Passive tables afford me the opportunity to make reads such as weak bets with weak hands. They also allow me to make cheap draws at flushes and weak hidden draws like gutshots. I like to keep the pot small when drawing. But aggressive tables overbet the pot and basically force me to muck or make a move at them, which I rarely do. Good pots come along slower as it's harder to build a big pot.

Any thoughts on all this?

Garland

tbach24
01-30-2005, 05:32 PM
If you think that your name is hurting you in any way, change it. Nothing bad can come of it.

Jay36489
01-30-2005, 05:35 PM
If you think people are giving you too much credit and wont play against you, you should use that table image and get more aggressive. I think it may just be variance though and you may be giving the other players too much credit.
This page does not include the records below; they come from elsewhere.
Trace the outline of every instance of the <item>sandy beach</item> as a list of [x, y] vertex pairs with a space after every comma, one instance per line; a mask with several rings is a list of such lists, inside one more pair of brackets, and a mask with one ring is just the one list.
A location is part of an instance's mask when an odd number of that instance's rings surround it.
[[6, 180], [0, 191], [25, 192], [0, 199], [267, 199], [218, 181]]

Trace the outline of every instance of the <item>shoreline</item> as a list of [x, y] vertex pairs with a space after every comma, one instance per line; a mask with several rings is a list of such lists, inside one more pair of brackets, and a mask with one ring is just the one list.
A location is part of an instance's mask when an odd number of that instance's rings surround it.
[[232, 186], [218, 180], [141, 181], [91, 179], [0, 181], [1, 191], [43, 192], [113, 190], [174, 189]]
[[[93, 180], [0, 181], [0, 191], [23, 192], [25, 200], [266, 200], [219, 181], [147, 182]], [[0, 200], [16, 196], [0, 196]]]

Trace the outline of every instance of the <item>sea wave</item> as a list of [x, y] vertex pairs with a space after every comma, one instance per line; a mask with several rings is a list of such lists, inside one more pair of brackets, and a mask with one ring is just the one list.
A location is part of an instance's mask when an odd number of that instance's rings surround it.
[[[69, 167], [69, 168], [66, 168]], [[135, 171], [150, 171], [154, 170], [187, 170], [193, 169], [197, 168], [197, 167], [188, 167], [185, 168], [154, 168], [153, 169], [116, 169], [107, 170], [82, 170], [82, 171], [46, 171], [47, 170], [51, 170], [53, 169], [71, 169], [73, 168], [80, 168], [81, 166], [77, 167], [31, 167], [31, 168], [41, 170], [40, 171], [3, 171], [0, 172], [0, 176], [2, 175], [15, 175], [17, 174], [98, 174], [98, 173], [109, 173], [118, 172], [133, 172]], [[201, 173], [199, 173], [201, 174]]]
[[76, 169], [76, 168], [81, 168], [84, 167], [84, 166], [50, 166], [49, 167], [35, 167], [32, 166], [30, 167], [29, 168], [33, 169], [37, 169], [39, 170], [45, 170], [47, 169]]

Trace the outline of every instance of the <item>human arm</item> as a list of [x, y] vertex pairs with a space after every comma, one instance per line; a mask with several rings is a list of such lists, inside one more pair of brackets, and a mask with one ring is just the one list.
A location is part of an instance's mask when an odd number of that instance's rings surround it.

I don't play UB $200 though, so are the players really that good there?

Garland
01-30-2005, 06:19 PM
[ QUOTE ]
I don't play UB $200 though, so are the players really that good there?

[/ QUOTE ]

Hi Jay36489,

I would say that they are better than the UB $100 and, of course $50. The key things I've noticed from when I moved up from $50 to $100 to $200:

1) People will lay down "big" pairs to preflop aggression
2) People won't copy TV and go all in on AK or AQ preflop anymore (with deep stacks anyways)
3) People are not as loose
4) Preflop will garner more respect. In the past if people limped and there were a significant raise, I'd say usually 60% would stay to see the flop. Now that number is probably 30%. I may be wrong on this.

In all, it's still a good game, but I think you have be more aware of what's going on. It's not like Party NL25 where I can 4-table and basically go on autopilot with only 50x BB stacks.